# Wrought Iron



## oldsouth (Mar 27, 2011)

About to start a job painting wrought iron around a porch on a house. Color is white on one porch and black on the other. Antebellium type home. Has spot rust coming through the paint on both. Black was prior painted with Rustoleum and white with Shermin-Williams Sher-Cryl Acrylic. The Sher-Cryl held up better. Has been about 10 years since painted. My question is, is there anything in a one part paint better than the Sher-Cryl? What would you recommend?


----------



## pacificpaintservices (Apr 3, 2011)

From my experience, I haven't found something that works really well in one step. What I've been doing is getting off any large pieces, spray with Rustoleum then paint over with an oil based semi-gloss. So far it's worked really well and our customers like the look of the final product. The two layers of paint level out a lot of the light rust.
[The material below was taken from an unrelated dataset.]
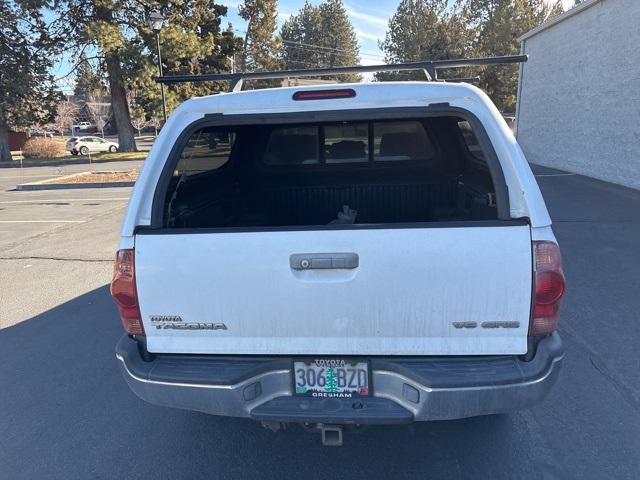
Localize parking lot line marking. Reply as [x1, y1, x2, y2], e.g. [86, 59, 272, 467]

www.pacificpaintservices.com


----------



## Contractor Jeff (Apr 8, 2011)

oldsouth said:


> About to start a job painting wrought iron around a porch on a house. Color is white on one porch and black on the other. Antebellium type home. Has spot rust coming through the paint on both. Black was prior painted with Rustoleum and white with Shermin-Williams Sher-Cryl Acrylic. The Sher-Cryl held up better. Has been about 10 years since painted. My question is, is there anything in a one part paint better than the Sher-Cryl? What would you recommend?


Hammerite Rust Cap. "As the coating dries, microscopic heat-hardened glass flakes interlock with special resins forming a super-tough barrier that seals out moisture to prevent rusting."

Best stuff I've ever used on rusty surfaces.

http://www.masterchem.com/masterche...nVCM1000008a05d103RCRD#Glassguard® Protection


----------



## robladd (Nov 22, 2010)

International Interlac 665, Carboline 8215
are both 1 part Marine enamel that hold up very well on iron.


----------



## Wolfgang (Nov 16, 2008)

I second the Hammerite.


----------